Aldilà del ribaltamento di ruoli e di qualche dettaglio accessorio, è facile riconoscere i profili glitterati dell’influencer Chiara Ferragni e del rapper Fedez nei genitori del bambino, che il protagonista sottrae alla loro custodia in un pomeriggio qualunque, mentre i due sono distrattamente impegnati a scattare selfie in un parco del quartiere milanese CityLife.
L’azione criminale del giovane è l’innesco di un disturbo ossessivo-compulsivo che, in un delirio di coprolalia e libere associazioni, fa sì che la sua mente venga invasa da migliaia di scorie provenienti dall’immaginario trash dell’universo web e televisivo: bavaglio/Marco Travaglio; trans/Luxuria/Vladimir Putin; peggio/Ezio Greggio; tutto/Totti: scarabocchi/Noemi Bocchi e così via (e qui torniamo alla forma che aderisce al contenuto).
Una slavina che finirà per travolgere ogni cosa, scatenando una reazione a catena dagli esiti a metà tra il grottesco e il rivoluzionario. L’obiettivo del rapitore è chiaro, e l’esecuzione del suo piano finirà col mettere a nudo i meccanismi del successo in un’epoca terminale come quella in cui ci troviamo a vivere.
Sfruttando la fama della coppia di influencer come un parassita, attraverso il rapimento del bambino lo scrittore diventerà a sua volta un personaggio famoso, con un profilo Instagram da milioni di follower e con le case editrici che faranno a gara per contendersi gli stessi romanzi che un tempo avevano bellamente ignorato.
A incidere, infatti, non è la qualità di un’opera letteraria (o di una canzone, un saggio, un articolo di giornale) ma la visibilità personale del suo autore, il vero prodotto usa e getta, a basso costo poiché provo di valore intrinseco, di cui si nutre il mercato.
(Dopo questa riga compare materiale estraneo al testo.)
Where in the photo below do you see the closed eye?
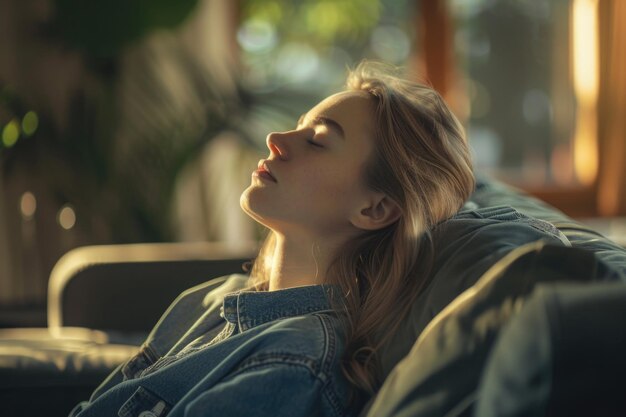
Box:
[307,139,324,148]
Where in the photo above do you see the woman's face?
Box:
[240,92,374,237]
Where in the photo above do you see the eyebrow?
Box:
[298,113,346,139]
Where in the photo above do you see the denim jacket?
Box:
[70,275,352,417]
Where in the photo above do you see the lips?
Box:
[254,159,278,182]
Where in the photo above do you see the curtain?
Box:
[598,0,626,216]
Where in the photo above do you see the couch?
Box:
[0,178,626,417]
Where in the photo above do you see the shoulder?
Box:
[148,274,248,346]
[165,274,248,315]
[239,312,344,379]
[231,312,351,416]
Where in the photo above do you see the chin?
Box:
[239,189,265,226]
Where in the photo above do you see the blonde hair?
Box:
[246,62,474,400]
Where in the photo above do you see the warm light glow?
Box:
[571,0,599,185]
[57,205,76,230]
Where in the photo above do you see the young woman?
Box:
[72,63,474,417]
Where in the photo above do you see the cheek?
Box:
[306,167,360,200]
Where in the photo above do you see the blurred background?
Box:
[0,0,626,327]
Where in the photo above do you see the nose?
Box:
[265,132,289,161]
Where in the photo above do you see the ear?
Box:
[350,193,402,230]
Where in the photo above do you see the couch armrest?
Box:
[48,242,256,333]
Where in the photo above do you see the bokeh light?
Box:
[370,26,411,64]
[20,191,37,220]
[2,119,20,148]
[57,204,76,230]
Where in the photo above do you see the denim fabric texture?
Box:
[70,275,352,417]
[71,204,569,417]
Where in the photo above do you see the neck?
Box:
[269,233,335,291]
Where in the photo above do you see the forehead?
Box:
[308,91,374,136]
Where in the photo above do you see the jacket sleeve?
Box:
[184,363,326,417]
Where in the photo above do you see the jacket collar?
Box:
[221,285,336,331]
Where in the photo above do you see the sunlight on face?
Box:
[240,91,374,236]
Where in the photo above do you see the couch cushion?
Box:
[380,205,568,376]
[367,241,598,417]
[475,282,626,417]
[470,177,626,282]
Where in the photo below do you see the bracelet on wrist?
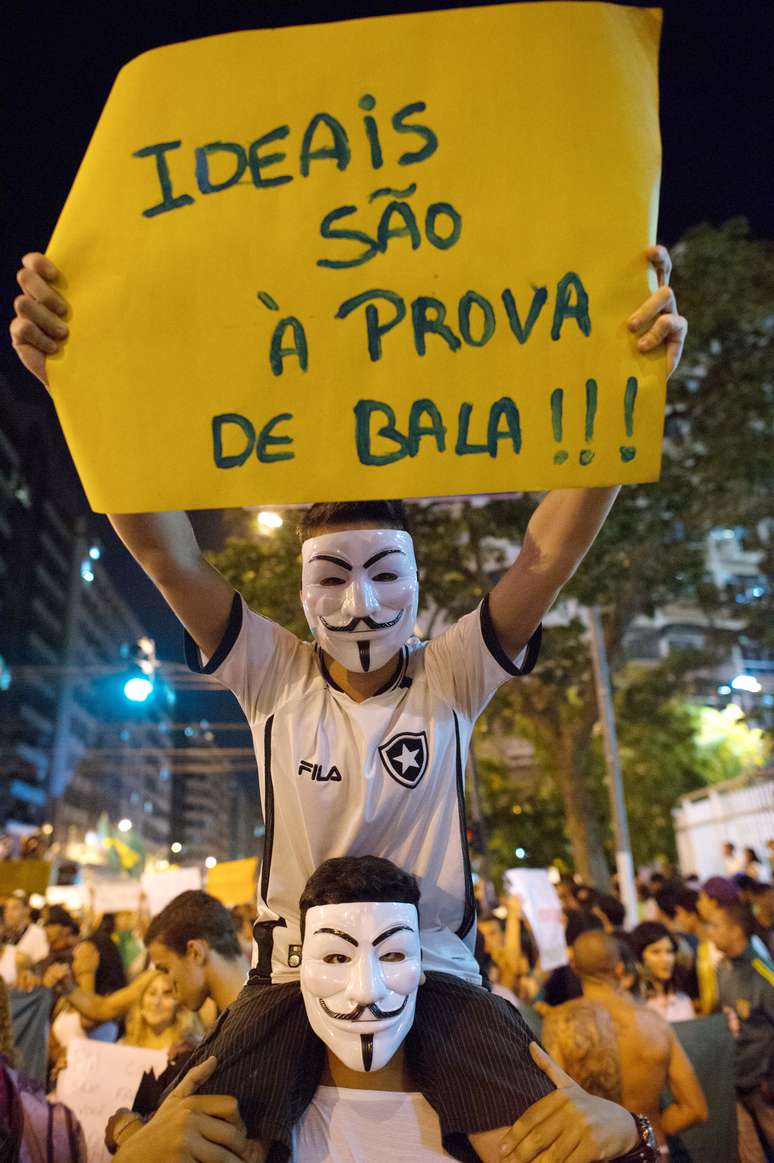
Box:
[612,1114,660,1163]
D’altro canto, come rileva il protagonista in uno dei passaggi più feroci del suo “diario del rapimento”, «per vendere e essere ammesso nel sistema devo diventare nero, come gli elfi, come gli hobbit o diventare gay, oppure fare di tutto per beccarmi I’AIDS, vestire i panni del nuovo Jonathan Bazzi, e spacciare la mia malattia per talento letterario». O per dirla in altri termini, altrettanto efficaci, «in un tempo squallido è possibile diventare grandi solamente facendo cose meschine».